Segundo o ministro, o processo que requeria a liberdade da acusada foi extinto, principalmente, porque era uma reiteração de outro pedido (HC 84.393/RJ), já negado pela ministra Laurita Vaz. Nesse pedido, a defesa de Adriana Almeida alegou que o decreto judicial que determinou a prisão preventiva estaria necessitando de fundamentação legal.
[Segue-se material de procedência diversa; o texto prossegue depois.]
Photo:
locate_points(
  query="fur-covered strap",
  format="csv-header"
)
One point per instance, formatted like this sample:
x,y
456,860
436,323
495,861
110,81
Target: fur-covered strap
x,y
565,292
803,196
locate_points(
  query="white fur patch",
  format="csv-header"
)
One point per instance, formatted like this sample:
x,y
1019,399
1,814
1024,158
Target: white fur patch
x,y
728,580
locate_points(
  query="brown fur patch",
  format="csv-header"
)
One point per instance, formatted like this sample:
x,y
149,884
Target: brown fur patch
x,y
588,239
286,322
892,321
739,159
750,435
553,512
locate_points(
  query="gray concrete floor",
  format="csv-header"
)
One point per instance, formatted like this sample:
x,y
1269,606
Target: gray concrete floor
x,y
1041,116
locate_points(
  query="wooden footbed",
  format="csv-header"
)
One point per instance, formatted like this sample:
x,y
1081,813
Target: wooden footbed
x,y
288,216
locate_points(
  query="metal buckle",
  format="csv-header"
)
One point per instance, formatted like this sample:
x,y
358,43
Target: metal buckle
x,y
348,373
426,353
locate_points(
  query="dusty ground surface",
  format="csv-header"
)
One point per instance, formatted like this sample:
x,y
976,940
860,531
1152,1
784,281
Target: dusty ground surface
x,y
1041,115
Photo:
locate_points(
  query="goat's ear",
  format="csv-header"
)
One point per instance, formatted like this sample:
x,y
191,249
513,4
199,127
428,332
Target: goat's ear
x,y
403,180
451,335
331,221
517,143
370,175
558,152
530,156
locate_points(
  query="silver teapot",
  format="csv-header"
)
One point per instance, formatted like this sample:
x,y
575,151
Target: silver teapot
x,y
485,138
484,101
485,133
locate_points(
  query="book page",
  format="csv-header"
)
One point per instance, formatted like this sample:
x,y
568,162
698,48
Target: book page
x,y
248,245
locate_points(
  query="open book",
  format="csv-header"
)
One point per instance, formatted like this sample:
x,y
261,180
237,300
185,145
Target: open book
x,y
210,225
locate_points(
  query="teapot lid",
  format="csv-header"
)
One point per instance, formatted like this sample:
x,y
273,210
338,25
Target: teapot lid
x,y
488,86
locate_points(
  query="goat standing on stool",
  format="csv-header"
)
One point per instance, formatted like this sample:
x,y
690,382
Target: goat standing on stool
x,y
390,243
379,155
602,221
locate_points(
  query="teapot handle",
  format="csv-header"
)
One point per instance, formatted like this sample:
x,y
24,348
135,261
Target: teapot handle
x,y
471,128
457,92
Adriana Almeida foi presa preventivamente, após ser denunciada pela prática do crime de homicídio qualificado e responde, junto com outras cinco pessoas, à ação penal que investiga o assassinato de René Senna. Ela é suspeita de ser a mandante do crime, que aconteceu no dia 7 de janeiro deste ano.

HC 88.159

Revista Consultor Jurídico, 2 de agosto de 2007, 10h33

Comentários de leitores

2 comentários

coitadinha da viuvazinha e benfeito ao falecido...

Murassawa (Advogado Autônomo)

coitadinha da viuvazinha e benfeito ao falecido que achou que estava abafando ao se unir a uma moça muito mais jovem que ele. Neste caso ficou provado que nem sempre o dinheiro manda buscar a felicidade.

Por que para ela não valem os argumentos, filig...

Armando do Prado (Professor)

Por que para ela não valem os argumentos, filigranas e chicanices, que valem para o "pobre" do Pimenta? Com a palavra os rábulas.